Various predators are known to have ubiquitously contributed to the accumulation of fossil microvertebrate assemblages in Quaternary depositional settings. Deciphering the taxonomic identity of the predator responsible for each such assemblage through detailed taphonomic analysis has become a prerequisite for paleoecological research to gain insight into their prey and foraging habitat preferences. However, this flourishing field of research builds on the assumption that the pristine taxon-specific taphonomic signal of various predators could have become preserved in the fossil record, unbiased or only negligibly biased by a wide array of destructive post-depositional processes, which could introduce noise into the preservational system.

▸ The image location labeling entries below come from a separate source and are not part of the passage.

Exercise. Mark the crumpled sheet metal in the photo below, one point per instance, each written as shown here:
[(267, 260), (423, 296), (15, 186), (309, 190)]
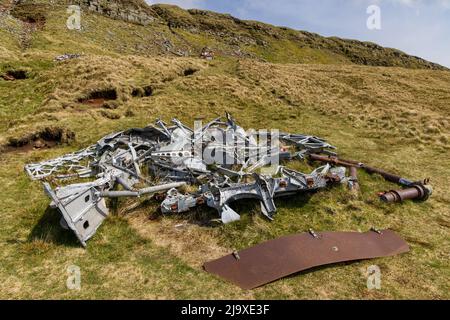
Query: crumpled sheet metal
[(275, 259)]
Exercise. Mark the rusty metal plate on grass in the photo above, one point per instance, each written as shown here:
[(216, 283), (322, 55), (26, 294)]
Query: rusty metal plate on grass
[(275, 259)]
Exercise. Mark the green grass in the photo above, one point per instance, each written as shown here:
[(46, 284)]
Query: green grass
[(132, 256)]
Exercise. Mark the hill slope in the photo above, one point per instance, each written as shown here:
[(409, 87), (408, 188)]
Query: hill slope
[(391, 117), (174, 31)]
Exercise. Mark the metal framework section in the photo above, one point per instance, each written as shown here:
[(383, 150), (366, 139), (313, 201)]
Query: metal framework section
[(142, 161), (275, 259)]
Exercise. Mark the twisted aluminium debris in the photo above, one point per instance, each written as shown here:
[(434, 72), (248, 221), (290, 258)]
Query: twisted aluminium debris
[(117, 165), (168, 153)]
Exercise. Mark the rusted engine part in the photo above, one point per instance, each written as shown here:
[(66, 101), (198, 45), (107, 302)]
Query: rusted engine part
[(419, 190), (275, 259), (353, 183), (264, 189), (169, 154)]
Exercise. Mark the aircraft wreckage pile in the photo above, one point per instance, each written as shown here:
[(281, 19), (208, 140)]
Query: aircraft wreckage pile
[(130, 163)]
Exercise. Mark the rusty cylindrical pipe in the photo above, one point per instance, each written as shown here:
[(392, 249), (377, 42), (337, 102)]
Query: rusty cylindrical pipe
[(417, 191), (352, 163)]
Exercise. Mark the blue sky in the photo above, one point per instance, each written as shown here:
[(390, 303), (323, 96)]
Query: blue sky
[(418, 27)]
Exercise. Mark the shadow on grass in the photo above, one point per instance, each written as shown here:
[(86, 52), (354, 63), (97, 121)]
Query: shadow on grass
[(49, 230)]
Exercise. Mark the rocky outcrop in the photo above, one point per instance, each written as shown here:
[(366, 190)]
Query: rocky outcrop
[(130, 11)]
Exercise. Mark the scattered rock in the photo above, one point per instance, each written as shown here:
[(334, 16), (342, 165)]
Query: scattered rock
[(207, 54), (19, 74), (146, 91)]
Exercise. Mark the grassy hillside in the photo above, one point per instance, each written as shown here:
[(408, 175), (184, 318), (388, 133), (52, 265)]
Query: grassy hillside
[(392, 117)]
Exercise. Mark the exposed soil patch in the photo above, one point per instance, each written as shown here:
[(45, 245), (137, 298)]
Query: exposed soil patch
[(44, 139), (31, 13), (146, 91), (98, 98), (12, 75), (189, 72)]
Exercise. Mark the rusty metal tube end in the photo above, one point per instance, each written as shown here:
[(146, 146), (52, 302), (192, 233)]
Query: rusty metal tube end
[(416, 192)]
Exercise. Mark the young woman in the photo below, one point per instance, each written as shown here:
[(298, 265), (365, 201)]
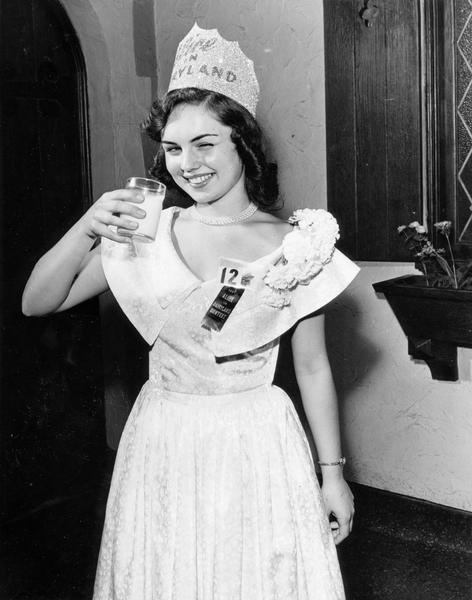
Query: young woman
[(214, 493)]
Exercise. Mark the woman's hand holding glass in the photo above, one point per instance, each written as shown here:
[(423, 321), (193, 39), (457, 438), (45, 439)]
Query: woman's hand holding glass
[(118, 208)]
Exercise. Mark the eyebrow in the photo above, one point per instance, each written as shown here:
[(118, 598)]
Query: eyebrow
[(195, 139)]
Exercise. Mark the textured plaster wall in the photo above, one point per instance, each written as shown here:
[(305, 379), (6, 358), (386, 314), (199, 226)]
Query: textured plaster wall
[(285, 41), (403, 431)]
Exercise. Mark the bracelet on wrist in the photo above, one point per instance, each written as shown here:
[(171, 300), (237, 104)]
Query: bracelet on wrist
[(337, 463)]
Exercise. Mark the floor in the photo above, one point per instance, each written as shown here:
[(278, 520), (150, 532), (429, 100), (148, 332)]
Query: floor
[(400, 549)]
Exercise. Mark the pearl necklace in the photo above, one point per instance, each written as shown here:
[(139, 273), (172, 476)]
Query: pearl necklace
[(224, 220)]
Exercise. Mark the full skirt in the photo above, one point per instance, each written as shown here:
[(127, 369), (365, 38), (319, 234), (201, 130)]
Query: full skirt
[(216, 498)]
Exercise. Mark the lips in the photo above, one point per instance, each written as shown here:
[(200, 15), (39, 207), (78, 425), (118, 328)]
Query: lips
[(199, 180)]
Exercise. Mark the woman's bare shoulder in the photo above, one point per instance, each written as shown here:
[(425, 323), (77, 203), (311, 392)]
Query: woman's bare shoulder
[(271, 226)]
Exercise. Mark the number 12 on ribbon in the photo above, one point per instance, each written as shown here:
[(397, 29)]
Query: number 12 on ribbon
[(235, 277)]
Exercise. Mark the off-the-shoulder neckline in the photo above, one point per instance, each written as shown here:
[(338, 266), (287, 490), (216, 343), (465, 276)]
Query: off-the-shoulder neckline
[(169, 228)]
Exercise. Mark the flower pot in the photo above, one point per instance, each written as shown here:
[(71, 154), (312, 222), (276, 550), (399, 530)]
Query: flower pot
[(435, 320)]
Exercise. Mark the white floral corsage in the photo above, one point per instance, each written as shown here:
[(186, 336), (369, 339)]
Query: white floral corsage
[(305, 251)]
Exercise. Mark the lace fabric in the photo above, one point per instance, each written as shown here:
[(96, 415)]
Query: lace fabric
[(214, 494)]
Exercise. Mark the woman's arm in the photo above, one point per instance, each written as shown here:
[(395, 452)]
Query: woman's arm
[(70, 272), (316, 385)]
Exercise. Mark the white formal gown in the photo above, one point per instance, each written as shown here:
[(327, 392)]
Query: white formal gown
[(214, 494)]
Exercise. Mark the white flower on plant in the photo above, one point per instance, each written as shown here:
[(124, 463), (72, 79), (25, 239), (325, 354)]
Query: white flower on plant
[(443, 227), (305, 250)]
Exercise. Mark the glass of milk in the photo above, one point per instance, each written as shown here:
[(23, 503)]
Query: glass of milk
[(154, 193)]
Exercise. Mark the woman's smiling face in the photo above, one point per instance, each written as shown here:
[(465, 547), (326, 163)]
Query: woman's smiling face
[(200, 155)]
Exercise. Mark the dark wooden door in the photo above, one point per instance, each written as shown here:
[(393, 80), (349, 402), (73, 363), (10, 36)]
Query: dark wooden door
[(374, 122), (51, 390)]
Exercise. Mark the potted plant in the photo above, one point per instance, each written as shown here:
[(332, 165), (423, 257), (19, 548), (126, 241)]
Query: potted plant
[(433, 309)]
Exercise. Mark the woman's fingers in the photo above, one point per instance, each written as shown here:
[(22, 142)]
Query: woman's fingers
[(114, 208), (341, 528)]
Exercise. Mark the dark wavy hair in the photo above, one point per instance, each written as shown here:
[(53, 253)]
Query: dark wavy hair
[(260, 176)]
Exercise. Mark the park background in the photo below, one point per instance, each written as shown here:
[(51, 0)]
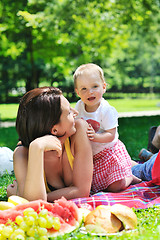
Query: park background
[(43, 42)]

Here we evaluate the likelihood that the predator taphonomic imprint could have been entirely obliterated by such post-depositional action within an especially large assemblage of the remains of micromammals (Rodentia, Eulipotyphla, and Chiroptera; N = 25,810) from Middle Paleolithic Layer C of Tabun Cave, Mount Carmel, Israel. The microfauna from this major stratigraphic unit (c. 2.5 m thick; uniquely yielding the fossils of both Homo sapiens and Neanderthals), with a mean chronometric age of c. 165 ka, has no contemporary analogues in the regional record, indicating exceptional paleoecological conditions for its timespan. We took advantage of the fact that Layer C (aka a major stratigraphic unit) was subdivided in more recent excavations into as many as 26 separate layers (aka beds), featuring relatively nuanced differences in sedimentary, diagenetic, and anthropogenic characteristics, to both independently assess the possibility that Layer C as a whole is isotaphonomic and evaluate the extent of taphonomic variation from bed to bed within it. While substantial variation and bias were revealed in a broad array of standard taphonomic indices of skeletal element fragmentation and differential representation, one index—the grading of digested molars according to the severity of digestion—proved robust against post-depositional distortions of the predatory signal. We discuss the implications of these findings for reliable taphonomic and paleoecological assessment in research with microvertebrate fossil remains.